Dear Colleagues,

I need your help in understanding an observation: Take any kind of small system (e.g. a small cluster of atoms or molecule). You can calculate the Hesienberg exchange coupling Jij(R) in two different ways: either as a "molecular configuration" or as a "bulk configuration" (using a large enough computational cell to avoid image interactions). For the latter, QATK together with your script "plot_Jij_vs_r.py" provides the coupling values Jij for R values corresponding to the interatomic distances. Doing exactly the same in the "molecular configuration" gives exactly the same Jij(R>0) values, BUT it gives an additional value for R=0! It turns out that Jij(R=0) is in general much stronger than all the other Jij values.

Could you please explain me the physical meaning for Jij(R=0)? Is it a measure for the coupling strength of two spins within the same atom?
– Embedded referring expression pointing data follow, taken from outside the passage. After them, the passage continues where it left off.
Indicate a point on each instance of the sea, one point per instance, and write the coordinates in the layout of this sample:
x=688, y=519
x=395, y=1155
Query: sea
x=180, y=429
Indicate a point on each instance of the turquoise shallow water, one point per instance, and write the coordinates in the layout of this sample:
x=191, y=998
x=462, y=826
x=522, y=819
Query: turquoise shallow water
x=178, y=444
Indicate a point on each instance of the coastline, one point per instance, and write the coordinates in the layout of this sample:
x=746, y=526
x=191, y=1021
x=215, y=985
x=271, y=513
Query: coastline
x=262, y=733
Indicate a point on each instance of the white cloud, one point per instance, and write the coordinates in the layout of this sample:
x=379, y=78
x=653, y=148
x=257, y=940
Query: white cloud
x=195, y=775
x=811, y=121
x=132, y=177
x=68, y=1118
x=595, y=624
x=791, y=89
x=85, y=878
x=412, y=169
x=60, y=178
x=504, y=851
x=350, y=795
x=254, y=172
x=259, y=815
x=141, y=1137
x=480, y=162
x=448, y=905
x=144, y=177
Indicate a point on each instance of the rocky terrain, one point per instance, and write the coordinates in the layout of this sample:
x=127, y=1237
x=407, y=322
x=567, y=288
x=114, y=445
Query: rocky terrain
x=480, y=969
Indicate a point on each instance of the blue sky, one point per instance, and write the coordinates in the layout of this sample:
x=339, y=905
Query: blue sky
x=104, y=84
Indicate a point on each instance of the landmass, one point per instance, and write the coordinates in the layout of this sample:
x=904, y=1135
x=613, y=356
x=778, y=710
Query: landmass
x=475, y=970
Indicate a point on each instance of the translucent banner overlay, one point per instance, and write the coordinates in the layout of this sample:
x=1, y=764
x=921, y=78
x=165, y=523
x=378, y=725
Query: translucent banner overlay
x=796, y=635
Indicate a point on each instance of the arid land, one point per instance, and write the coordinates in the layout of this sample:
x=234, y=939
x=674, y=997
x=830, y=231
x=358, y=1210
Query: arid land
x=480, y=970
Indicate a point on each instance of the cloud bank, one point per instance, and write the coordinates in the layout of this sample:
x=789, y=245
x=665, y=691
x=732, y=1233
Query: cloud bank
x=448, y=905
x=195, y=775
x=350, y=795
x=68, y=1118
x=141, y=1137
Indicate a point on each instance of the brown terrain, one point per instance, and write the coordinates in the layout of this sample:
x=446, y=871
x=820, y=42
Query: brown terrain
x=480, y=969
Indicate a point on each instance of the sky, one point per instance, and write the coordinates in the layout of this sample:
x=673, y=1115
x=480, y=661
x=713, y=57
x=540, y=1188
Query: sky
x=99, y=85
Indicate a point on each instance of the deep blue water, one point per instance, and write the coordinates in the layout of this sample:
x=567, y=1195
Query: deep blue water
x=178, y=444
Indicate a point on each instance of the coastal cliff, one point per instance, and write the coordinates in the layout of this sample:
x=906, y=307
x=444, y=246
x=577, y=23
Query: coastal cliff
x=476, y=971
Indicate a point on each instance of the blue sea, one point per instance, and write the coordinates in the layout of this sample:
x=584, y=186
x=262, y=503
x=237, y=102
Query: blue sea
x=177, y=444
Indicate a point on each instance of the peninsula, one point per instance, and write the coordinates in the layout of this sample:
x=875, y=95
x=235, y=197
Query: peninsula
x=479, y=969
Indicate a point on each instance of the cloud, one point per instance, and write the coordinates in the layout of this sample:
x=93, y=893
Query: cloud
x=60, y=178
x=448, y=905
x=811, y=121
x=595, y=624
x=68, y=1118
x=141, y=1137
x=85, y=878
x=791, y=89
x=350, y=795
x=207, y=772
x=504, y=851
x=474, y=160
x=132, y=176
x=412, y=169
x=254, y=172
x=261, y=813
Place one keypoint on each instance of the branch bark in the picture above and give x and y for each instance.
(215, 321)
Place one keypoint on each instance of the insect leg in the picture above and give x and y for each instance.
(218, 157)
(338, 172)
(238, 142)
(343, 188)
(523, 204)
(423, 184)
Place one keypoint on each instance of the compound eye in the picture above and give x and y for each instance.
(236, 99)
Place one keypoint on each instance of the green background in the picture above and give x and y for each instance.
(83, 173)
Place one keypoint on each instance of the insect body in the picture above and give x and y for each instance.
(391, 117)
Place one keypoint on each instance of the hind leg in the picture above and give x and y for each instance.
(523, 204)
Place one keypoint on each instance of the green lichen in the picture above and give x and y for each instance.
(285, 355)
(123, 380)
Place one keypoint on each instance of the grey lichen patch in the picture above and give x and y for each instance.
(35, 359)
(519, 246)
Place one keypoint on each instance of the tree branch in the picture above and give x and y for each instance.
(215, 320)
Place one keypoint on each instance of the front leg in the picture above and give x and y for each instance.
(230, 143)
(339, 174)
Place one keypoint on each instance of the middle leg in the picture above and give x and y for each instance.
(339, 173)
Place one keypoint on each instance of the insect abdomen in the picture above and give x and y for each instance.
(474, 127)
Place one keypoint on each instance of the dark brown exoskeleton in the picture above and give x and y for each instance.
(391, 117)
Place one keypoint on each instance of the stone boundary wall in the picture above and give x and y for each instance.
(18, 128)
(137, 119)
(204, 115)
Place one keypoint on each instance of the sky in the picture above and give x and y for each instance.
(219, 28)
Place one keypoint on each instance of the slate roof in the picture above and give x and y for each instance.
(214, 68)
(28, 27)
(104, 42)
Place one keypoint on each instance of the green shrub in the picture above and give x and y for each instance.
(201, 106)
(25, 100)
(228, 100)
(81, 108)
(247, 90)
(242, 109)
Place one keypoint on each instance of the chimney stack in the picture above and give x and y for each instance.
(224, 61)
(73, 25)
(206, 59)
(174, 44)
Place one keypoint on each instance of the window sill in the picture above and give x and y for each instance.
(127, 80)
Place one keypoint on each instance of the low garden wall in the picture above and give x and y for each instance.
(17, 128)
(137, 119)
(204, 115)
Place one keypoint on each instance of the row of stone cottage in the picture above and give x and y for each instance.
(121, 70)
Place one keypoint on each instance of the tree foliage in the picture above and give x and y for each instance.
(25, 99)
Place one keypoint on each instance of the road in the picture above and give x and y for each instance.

But why does this term not show up in the "bulk configuration" calculation?

With many sincere thanks for any hint in advance!

PS: The script "plot_Jij_vs_r.py" proposed in the QATK documentation is the same for QATK 2019 and the latest versions of QATK. However, this script provides much more convincing results when used to analyze the results obtained with the old QATK 2019 then with those given by QATK 2021. Is there a chance that the script "plot_Jij_vs_r.py" was not properly updated to reliably analyze the results given by the newer versions of QATK? Who is the author of "plot_Jij_vs_r.py"?